Dirty Rotten Scoundrels, released in 1988, is a remake of the 1964 comedy ‘Bedtime Story’, with Michael Caine and Steve Martin replacing David Niven and Marlon Brando in the leading roles. Set on the French Riviera, in the elegant, but fictitious, coastal resort of ‘Beaumont-sur-Mer’ – which was actually Beaulieu-sur-Mer, east of Nice – the film tells the tale of two competing con artists. Director Frank Oz had previously directed three films, including ‘The Muppets Take Manhattan’, all of which featured puppets.

Sophisticated, charismatic and smooth-talking Lawrence Jamieson (Caine) has been plying his trade to good effect, until his livelihood is threatened by a boorish rival, in the form of Freddy Benson (Martin).
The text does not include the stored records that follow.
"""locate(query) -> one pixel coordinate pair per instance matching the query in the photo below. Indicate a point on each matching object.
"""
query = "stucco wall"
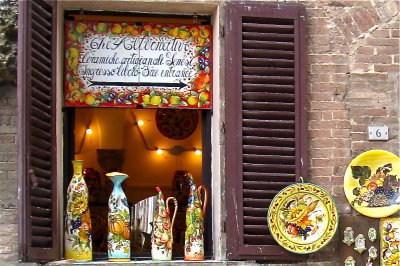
(353, 82)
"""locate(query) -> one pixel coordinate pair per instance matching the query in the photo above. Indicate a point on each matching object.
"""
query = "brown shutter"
(265, 120)
(38, 225)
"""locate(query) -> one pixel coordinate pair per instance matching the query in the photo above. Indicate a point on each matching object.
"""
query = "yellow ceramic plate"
(371, 183)
(302, 218)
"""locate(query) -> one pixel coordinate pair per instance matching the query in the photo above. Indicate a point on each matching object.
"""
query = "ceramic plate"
(302, 218)
(371, 183)
(390, 241)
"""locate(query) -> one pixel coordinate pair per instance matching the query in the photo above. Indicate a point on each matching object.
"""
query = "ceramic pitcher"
(78, 229)
(119, 233)
(195, 213)
(162, 237)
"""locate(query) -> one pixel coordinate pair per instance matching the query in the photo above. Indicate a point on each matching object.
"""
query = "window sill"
(149, 262)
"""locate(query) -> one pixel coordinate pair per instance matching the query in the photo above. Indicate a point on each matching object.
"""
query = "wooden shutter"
(38, 225)
(266, 140)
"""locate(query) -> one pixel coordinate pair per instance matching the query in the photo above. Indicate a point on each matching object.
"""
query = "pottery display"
(195, 213)
(180, 190)
(162, 236)
(390, 241)
(371, 183)
(78, 234)
(302, 218)
(119, 234)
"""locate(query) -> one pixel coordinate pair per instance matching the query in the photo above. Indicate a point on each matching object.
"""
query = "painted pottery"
(302, 218)
(195, 213)
(78, 232)
(371, 183)
(162, 236)
(119, 234)
(180, 190)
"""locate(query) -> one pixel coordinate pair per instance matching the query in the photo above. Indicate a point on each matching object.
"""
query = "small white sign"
(378, 133)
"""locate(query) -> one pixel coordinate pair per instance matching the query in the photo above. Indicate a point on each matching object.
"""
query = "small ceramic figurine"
(372, 234)
(360, 243)
(372, 253)
(350, 261)
(348, 236)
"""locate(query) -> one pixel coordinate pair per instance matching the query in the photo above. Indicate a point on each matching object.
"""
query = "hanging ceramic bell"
(348, 236)
(372, 234)
(195, 213)
(162, 236)
(360, 243)
(349, 261)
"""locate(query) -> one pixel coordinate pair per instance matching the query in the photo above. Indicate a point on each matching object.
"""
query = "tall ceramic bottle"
(195, 213)
(162, 237)
(78, 229)
(119, 233)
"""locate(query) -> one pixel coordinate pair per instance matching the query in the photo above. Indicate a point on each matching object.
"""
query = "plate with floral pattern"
(302, 218)
(371, 183)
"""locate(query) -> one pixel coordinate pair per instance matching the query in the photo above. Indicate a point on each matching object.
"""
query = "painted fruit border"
(330, 206)
(199, 94)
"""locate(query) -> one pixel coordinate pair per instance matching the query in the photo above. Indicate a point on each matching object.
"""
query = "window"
(265, 120)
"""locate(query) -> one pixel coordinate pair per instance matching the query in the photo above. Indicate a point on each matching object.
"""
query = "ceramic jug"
(78, 229)
(162, 237)
(119, 233)
(195, 213)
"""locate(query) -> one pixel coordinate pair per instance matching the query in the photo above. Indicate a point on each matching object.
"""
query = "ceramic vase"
(195, 213)
(78, 229)
(119, 234)
(162, 236)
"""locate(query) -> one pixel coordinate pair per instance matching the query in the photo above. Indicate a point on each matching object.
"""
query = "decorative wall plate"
(302, 218)
(176, 124)
(390, 241)
(371, 183)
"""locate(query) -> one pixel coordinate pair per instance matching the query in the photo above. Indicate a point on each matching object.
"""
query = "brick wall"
(353, 72)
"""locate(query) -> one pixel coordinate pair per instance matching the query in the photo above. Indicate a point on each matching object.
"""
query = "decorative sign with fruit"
(302, 218)
(372, 183)
(129, 65)
(390, 241)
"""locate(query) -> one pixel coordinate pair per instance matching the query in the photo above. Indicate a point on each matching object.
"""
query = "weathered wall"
(8, 129)
(353, 72)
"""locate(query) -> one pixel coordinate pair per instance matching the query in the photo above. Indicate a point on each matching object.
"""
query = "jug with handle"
(162, 237)
(195, 213)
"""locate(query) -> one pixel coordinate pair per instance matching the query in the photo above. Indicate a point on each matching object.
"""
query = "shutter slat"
(248, 105)
(268, 71)
(268, 97)
(272, 88)
(270, 177)
(252, 114)
(268, 123)
(268, 62)
(271, 168)
(41, 241)
(253, 44)
(41, 222)
(41, 202)
(266, 53)
(268, 79)
(41, 231)
(256, 158)
(268, 28)
(268, 141)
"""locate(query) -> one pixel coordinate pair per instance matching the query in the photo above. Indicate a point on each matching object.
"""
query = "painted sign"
(128, 65)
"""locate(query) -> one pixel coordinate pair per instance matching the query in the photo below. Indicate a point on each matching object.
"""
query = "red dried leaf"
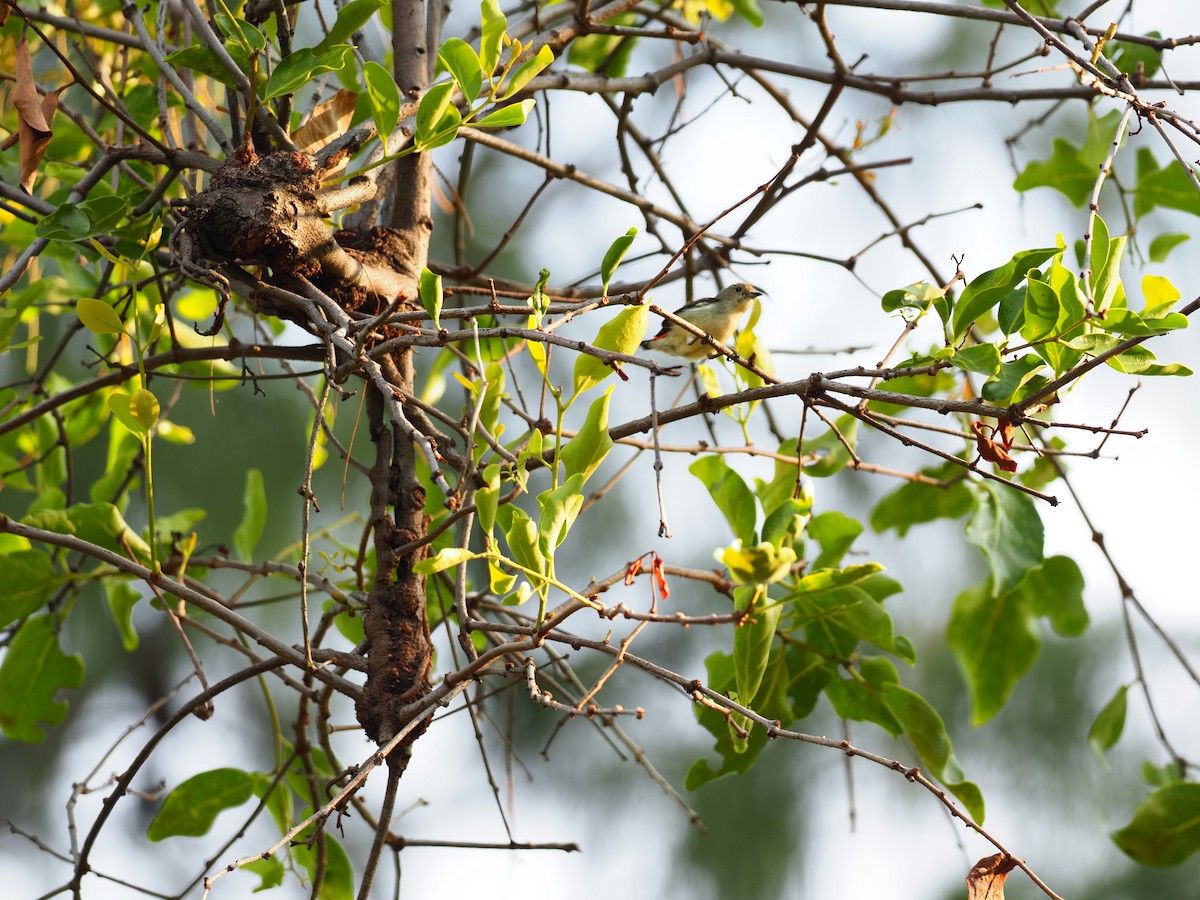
(1007, 433)
(34, 132)
(660, 577)
(990, 450)
(328, 121)
(987, 877)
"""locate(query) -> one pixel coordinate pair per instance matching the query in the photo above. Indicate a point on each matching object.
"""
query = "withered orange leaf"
(990, 450)
(34, 115)
(328, 121)
(987, 877)
(660, 577)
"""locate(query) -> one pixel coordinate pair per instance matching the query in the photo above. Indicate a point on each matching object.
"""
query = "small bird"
(718, 316)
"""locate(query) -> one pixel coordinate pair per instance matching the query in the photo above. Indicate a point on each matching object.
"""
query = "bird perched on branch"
(718, 316)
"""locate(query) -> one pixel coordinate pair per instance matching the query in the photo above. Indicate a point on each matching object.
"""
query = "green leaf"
(1169, 186)
(589, 447)
(339, 881)
(99, 317)
(839, 618)
(559, 509)
(106, 213)
(202, 60)
(300, 66)
(1013, 377)
(1162, 246)
(613, 256)
(433, 106)
(753, 640)
(1165, 828)
(144, 408)
(383, 95)
(1141, 361)
(761, 564)
(1055, 591)
(915, 502)
(1161, 295)
(1105, 262)
(834, 443)
(1008, 529)
(730, 493)
(445, 558)
(982, 359)
(462, 63)
(522, 539)
(785, 522)
(851, 699)
(66, 223)
(195, 804)
(1042, 311)
(995, 641)
(100, 523)
(1073, 169)
(33, 672)
(604, 53)
(749, 11)
(1131, 55)
(835, 532)
(1105, 731)
(507, 117)
(351, 18)
(621, 334)
(737, 755)
(120, 403)
(528, 70)
(253, 515)
(120, 599)
(241, 33)
(912, 297)
(1129, 324)
(988, 289)
(927, 731)
(29, 581)
(431, 295)
(495, 25)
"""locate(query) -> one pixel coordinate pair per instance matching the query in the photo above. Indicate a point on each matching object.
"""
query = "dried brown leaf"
(33, 129)
(328, 121)
(990, 450)
(985, 880)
Jamieson is concerned that Benson may, indeed, be an infamous con artist known as ‘The Jackal’, whom he has read about in a newspaper article.

In an effort to rid himself of Benson, Jamieson issues him a challenge, whereby the first of them to swindle a chosen ‘mark’ out of £50,000 can remain in the locale, while the other must leave immediately. The mark in question is Janet Colgate (Glenne Headly), a young, apparently wealthy, American heiress.
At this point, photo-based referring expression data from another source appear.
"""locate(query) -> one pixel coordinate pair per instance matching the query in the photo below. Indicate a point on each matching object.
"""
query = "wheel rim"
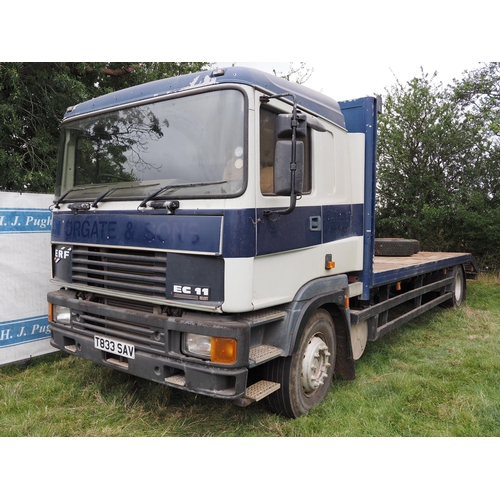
(315, 364)
(458, 287)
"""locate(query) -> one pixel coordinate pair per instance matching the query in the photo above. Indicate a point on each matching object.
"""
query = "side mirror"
(282, 161)
(284, 126)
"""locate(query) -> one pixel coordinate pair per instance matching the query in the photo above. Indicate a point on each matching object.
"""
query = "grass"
(437, 376)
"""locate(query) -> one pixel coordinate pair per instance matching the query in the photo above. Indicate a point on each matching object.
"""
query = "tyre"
(457, 287)
(396, 247)
(306, 376)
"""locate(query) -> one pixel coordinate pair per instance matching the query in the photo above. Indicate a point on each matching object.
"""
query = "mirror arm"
(293, 164)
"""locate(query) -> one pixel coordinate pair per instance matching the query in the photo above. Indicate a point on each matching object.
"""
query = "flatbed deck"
(390, 269)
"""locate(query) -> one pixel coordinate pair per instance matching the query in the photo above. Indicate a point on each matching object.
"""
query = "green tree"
(438, 170)
(33, 99)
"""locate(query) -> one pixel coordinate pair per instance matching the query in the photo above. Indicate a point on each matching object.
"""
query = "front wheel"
(306, 376)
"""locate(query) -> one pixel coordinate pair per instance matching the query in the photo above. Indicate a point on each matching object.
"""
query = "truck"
(215, 232)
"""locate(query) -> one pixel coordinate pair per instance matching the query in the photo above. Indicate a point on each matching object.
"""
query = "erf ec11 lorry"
(215, 232)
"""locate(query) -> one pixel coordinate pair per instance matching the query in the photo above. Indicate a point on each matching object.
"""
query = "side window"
(267, 147)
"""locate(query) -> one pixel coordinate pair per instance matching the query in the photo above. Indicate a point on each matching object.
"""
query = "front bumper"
(157, 341)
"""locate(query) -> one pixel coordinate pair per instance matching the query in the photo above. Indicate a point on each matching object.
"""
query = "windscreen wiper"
(109, 191)
(70, 191)
(175, 186)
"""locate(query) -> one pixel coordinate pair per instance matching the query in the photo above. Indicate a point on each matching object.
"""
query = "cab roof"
(307, 99)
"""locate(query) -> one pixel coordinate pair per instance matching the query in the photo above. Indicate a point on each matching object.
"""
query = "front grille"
(139, 272)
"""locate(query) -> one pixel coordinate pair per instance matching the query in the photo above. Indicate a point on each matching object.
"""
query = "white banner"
(25, 270)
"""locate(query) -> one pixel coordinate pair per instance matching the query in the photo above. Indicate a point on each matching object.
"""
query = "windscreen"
(195, 144)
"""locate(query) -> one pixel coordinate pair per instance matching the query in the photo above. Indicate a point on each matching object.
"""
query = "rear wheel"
(306, 376)
(457, 287)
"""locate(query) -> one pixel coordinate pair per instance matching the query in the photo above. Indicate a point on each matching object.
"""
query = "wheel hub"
(315, 364)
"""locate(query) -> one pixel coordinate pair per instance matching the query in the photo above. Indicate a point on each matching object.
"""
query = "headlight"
(61, 314)
(197, 345)
(216, 349)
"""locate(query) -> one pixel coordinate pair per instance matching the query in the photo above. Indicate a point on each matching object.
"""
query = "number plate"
(114, 347)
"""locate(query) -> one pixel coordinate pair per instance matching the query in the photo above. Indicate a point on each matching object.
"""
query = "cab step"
(257, 391)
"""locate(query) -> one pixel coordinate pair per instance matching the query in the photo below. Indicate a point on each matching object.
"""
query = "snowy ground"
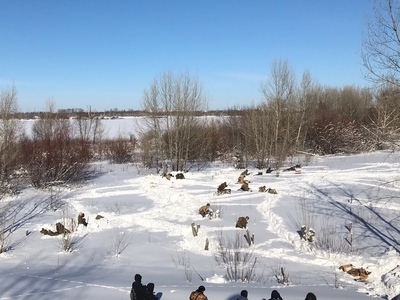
(152, 217)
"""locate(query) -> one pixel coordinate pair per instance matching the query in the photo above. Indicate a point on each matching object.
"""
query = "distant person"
(138, 290)
(275, 295)
(198, 294)
(242, 222)
(150, 292)
(82, 219)
(311, 296)
(204, 210)
(243, 295)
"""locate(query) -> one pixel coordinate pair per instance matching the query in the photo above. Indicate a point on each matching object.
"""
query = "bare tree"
(54, 155)
(280, 93)
(172, 102)
(10, 131)
(381, 44)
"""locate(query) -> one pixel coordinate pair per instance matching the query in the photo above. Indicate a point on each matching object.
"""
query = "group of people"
(275, 296)
(142, 292)
(199, 295)
(146, 292)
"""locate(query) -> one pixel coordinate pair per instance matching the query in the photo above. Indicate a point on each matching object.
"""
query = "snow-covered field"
(152, 217)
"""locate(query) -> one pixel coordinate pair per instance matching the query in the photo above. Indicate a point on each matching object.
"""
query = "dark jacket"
(150, 292)
(140, 290)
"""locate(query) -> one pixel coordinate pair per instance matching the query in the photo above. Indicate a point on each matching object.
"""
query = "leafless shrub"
(53, 155)
(239, 262)
(69, 240)
(182, 260)
(120, 150)
(279, 273)
(329, 239)
(7, 219)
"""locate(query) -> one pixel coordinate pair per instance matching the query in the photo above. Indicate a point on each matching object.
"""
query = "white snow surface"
(153, 216)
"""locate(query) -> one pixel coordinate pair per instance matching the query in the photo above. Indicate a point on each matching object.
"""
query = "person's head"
(311, 296)
(150, 287)
(201, 288)
(275, 294)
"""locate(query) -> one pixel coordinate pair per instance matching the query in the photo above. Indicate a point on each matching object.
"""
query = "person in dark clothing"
(243, 295)
(275, 295)
(138, 289)
(198, 294)
(150, 292)
(311, 296)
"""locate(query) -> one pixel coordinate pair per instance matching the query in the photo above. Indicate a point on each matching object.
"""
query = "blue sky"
(104, 54)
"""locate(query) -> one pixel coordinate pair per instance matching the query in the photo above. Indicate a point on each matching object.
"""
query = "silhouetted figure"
(311, 296)
(275, 295)
(243, 295)
(150, 292)
(138, 289)
(198, 294)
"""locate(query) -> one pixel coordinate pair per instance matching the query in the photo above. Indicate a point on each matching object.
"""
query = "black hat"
(201, 288)
(150, 287)
(275, 294)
Once the ‘con is on’, Benson poses as wheelchair-bound veteran needing £50,000 worth of psychiatric treatment, while Jamieson, wise to the scheme, poses as renowned psychiatrist Emil Schaffhausen, who offers such treatment. Jamieson subsequently discovers that Colgate is not an heiress at all, but simply a competition winner and offers to cancel the bet. However, Colgate later tells him that Benson has stolen the £50,000 she has raised and, disgusted, Jamieson reimburses her. Jamieson sends Colgate away, but Benson reveals that she lied about the money, at which point they realise that she is, in fact, The Jackal, and has conned them out of £100,000.
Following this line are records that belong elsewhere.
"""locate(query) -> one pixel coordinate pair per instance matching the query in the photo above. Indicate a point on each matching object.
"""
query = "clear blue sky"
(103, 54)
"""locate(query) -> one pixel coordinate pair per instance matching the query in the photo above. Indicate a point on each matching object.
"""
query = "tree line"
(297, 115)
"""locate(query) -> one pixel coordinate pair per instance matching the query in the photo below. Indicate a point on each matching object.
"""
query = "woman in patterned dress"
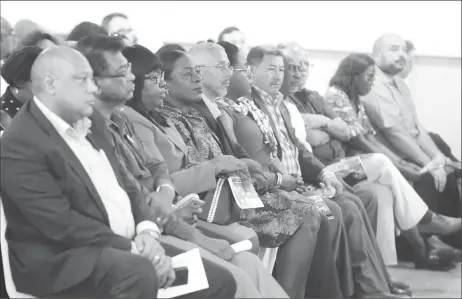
(354, 78)
(285, 221)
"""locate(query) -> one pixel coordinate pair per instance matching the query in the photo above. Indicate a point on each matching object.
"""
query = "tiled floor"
(429, 284)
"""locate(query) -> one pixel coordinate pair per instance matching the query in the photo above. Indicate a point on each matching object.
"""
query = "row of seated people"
(224, 112)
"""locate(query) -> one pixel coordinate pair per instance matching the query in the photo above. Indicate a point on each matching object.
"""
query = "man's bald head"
(62, 79)
(7, 39)
(206, 53)
(389, 53)
(56, 62)
(214, 67)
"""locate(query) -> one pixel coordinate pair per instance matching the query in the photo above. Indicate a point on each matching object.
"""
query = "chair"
(9, 283)
(268, 257)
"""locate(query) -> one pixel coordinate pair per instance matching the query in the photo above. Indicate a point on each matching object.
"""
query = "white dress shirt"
(98, 168)
(212, 106)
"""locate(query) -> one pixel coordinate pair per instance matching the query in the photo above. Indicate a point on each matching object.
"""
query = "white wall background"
(331, 29)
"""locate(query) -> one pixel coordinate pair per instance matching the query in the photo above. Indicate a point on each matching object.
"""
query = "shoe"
(383, 295)
(400, 292)
(395, 289)
(435, 261)
(441, 225)
(400, 284)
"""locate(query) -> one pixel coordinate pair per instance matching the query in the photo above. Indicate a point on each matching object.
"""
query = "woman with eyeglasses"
(183, 138)
(16, 72)
(353, 79)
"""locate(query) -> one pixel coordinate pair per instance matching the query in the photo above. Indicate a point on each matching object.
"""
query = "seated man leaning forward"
(263, 127)
(392, 112)
(157, 133)
(72, 229)
(142, 173)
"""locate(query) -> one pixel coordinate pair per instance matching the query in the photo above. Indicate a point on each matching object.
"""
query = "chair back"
(9, 283)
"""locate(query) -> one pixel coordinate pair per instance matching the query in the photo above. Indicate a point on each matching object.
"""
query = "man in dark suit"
(115, 82)
(269, 67)
(319, 254)
(72, 229)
Based on the television series of the same name, starring James Garner in the title role, Maverick is a Western comedy directed by Richard Donner and distributed by Warner Bros. in 1994. Garner, who was in his mid-sixties, once again featured, but as the antagonistic Marshal Zane Cooper. Mel Gibson stars as Bret Maverick, a gambler and con artist intent on raising the $3,000 he needs to enter a $25,000 five-card draw poker tournament aboard Lauren Belle, Queen of the Western Rivers.

On his arrival in the desert town of Crystal River, Maverick encounters fellow hopefuls Annabelle Bransford (Jodie Foster) and Angel James (Alfred Molina), whom he successfully cons out of the money he needs for his entry fee, making enemies of both of them. Nevertheless, Maverick, Bransford and Cooper team up for a series of comedic adventures, including a runaway stagecoach ride, until they encounter a common enemy in the form of the Commodore Duvall (James Coburn), the owner of the Lauren Belle and organiser of the poker tournament.

Maverick and Bransford do, indeed, make it to the tournament, where they are joined by James, with Cooper supposedly taking care of security arrangements. However, Cooper – who is subsequently revealed to be in league with Duvall, as is James – makes off with the $500,000 prize money rather than presenting it to Maverick. Maverick retrieves his winnings, only to be hunted down once again by Cooper, who reveals that, unbeknown to viewers, he is his father. As they congratulate themselves on their subtefugue, Bransford, who has already cottoned on to their real relationship, suddenly turns up at the bath house and robs them.

The films features several uncredited cameo appearances, including by Danny Glover, who starred opposite Mel Gibson in the ‘Lethal Weapon’ series of films. In an early bank robbery scene, the pair exchange knowing glances, but no more.